Sandi Davis of The Oklahoman placed the film sixth overall on her list of the best films of 1994.

Duane Byrge of The Hollywood Reporter gave a positive review and said, "You don’t have to read the fine print in this Clause, only its broad strokes — it has family hit written all over it."

Roger Ebert of the Chicago Sun-Times gave the film two and a half stars out of four and said, "I personally found I just didn't care much: That, despite its charms, the movie didn't push over the top into true inspiration. I would have traded a lot of The Santa Clause for just one shot of Groucho Marx explaining how there ain’t no sanity clause."

== Home media ==
The Santa Clause was released on VHS and LaserDisc on October 25, 1995.

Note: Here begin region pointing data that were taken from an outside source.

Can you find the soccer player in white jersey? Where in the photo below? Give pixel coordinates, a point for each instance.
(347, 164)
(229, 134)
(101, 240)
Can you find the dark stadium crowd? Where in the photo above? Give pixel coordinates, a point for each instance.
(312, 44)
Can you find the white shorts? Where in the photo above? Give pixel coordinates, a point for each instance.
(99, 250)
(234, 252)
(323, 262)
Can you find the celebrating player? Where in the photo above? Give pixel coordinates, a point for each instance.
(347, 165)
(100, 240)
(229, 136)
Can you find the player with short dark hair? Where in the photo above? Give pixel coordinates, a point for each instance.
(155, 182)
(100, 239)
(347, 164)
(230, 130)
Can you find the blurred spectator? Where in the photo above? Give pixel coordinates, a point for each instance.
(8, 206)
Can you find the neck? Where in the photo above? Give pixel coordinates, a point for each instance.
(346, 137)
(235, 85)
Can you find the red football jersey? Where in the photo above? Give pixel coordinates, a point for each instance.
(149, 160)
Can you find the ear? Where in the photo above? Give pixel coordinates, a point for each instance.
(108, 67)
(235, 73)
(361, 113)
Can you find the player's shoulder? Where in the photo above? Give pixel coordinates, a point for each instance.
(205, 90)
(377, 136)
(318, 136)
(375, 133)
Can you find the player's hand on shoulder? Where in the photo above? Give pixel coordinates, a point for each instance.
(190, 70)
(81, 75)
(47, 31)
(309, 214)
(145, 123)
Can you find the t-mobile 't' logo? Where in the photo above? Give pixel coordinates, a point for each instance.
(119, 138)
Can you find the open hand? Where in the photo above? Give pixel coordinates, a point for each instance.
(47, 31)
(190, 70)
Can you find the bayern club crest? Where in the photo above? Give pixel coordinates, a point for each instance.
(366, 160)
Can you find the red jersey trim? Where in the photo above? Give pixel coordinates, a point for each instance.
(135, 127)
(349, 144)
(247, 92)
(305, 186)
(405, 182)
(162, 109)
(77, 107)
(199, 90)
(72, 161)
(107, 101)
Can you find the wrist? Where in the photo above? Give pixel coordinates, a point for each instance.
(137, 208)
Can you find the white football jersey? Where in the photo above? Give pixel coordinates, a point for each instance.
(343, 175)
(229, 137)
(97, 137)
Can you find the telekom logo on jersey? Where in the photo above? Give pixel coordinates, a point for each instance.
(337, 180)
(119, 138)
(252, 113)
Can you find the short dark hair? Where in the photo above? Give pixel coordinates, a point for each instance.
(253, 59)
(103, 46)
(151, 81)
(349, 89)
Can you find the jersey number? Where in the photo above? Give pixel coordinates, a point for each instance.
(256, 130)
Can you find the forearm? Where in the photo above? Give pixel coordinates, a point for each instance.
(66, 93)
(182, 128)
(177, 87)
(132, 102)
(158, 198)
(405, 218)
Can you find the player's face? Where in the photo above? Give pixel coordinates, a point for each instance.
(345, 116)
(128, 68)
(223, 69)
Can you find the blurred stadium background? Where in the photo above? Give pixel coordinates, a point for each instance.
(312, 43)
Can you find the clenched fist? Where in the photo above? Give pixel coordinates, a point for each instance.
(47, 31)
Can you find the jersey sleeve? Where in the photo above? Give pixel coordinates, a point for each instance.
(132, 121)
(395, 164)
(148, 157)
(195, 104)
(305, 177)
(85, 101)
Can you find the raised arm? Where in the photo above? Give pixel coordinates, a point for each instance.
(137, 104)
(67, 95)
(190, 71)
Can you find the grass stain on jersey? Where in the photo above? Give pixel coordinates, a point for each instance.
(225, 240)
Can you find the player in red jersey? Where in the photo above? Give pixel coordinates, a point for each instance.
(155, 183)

A special edition DVD of The Santa Clause was released on October 29, 2002, and was presented in THX certified widescreen and fullscreen versions.

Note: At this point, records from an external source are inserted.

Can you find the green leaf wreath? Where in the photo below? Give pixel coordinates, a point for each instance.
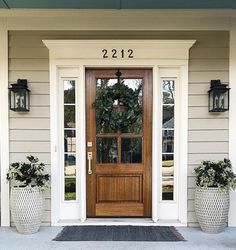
(115, 119)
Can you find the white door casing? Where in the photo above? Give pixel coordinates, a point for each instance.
(169, 60)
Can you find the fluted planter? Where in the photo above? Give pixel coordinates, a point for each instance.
(212, 208)
(27, 205)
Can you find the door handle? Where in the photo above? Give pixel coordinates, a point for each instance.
(90, 157)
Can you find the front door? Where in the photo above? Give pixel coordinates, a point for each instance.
(119, 144)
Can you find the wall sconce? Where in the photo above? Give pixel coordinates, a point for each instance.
(218, 97)
(19, 96)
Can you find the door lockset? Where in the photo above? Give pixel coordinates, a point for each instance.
(90, 157)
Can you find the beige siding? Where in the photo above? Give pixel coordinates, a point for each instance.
(208, 133)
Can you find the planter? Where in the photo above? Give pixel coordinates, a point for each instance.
(27, 208)
(212, 208)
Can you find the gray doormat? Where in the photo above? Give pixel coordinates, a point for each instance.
(119, 233)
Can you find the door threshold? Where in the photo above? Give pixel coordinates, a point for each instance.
(120, 222)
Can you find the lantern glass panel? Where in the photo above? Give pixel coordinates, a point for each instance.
(218, 100)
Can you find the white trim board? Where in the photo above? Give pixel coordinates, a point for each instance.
(118, 19)
(232, 117)
(65, 55)
(4, 124)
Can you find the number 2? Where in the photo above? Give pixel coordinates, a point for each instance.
(104, 51)
(130, 53)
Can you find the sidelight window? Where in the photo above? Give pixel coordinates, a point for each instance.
(168, 131)
(69, 140)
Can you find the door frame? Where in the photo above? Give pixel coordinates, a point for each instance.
(131, 208)
(80, 54)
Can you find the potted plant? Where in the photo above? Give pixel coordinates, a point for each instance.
(28, 183)
(214, 180)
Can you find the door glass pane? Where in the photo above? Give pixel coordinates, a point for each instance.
(131, 150)
(168, 141)
(70, 164)
(69, 91)
(167, 165)
(167, 188)
(135, 85)
(107, 151)
(70, 189)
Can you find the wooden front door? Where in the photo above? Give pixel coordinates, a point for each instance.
(119, 183)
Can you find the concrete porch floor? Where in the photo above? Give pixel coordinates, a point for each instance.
(195, 239)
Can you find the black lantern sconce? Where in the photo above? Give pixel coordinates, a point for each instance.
(19, 96)
(218, 97)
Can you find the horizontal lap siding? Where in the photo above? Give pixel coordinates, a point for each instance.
(207, 133)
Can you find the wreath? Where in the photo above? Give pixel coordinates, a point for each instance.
(107, 116)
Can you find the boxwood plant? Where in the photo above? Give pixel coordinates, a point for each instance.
(28, 174)
(216, 174)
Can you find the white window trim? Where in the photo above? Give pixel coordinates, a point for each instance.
(232, 117)
(4, 124)
(74, 53)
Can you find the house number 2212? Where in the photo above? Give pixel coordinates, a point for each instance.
(114, 53)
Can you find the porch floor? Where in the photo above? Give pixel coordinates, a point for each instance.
(195, 239)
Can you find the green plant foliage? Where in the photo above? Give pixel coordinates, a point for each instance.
(29, 173)
(108, 116)
(216, 174)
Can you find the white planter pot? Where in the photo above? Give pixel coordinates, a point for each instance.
(27, 205)
(212, 208)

=== Phone number controversy ===

At one point in the film, a brief exchange between Scott and Laura takes place in which Laura hands Scott a piece of paper with Neil's mother's phone number on it. Scott then says "1-800-SPANK-ME. I know that number." At the time, this was not a fictitious telephone number, but was used by a sex line belonging to American TelNet. While the number itself was toll-free and instructed callers under the age of 18 to hang up, it encouraged listeners to choose from a series of premium-rate 900 numbers. This coincidence was discovered by two young children in Concord Township, Ohio, after seeing the film in theaters in December 1994. A Disney spokesperson replied, "I can't imagine that people would call that number," and the film was not recalled from its theatrical run as some requested. However, after the film was released on VHS, Disney received complaints from parents whose children had dialed the number and then racked up hundreds of dollars in phone bills. Disney's legal affairs department attempted to buy out the 1-800-SPANK-ME service and disconnect the number, without success. In 1997, Disney informed the father of a 10-year-old girl who had incurred charges of to the line that future printings of the home video would remove the line, as well as future broadcasts of the film on the Disney Channel. Beginning with the 1999 DVD release, the exchange was removed from all future United States home media releases of the film (though it remains in the earlier released VHS and LaserDisc releases) and most digital downloads. The line is also removed from the Disney+ print. On television broadcasts, the number is changed to 1-800-POUND.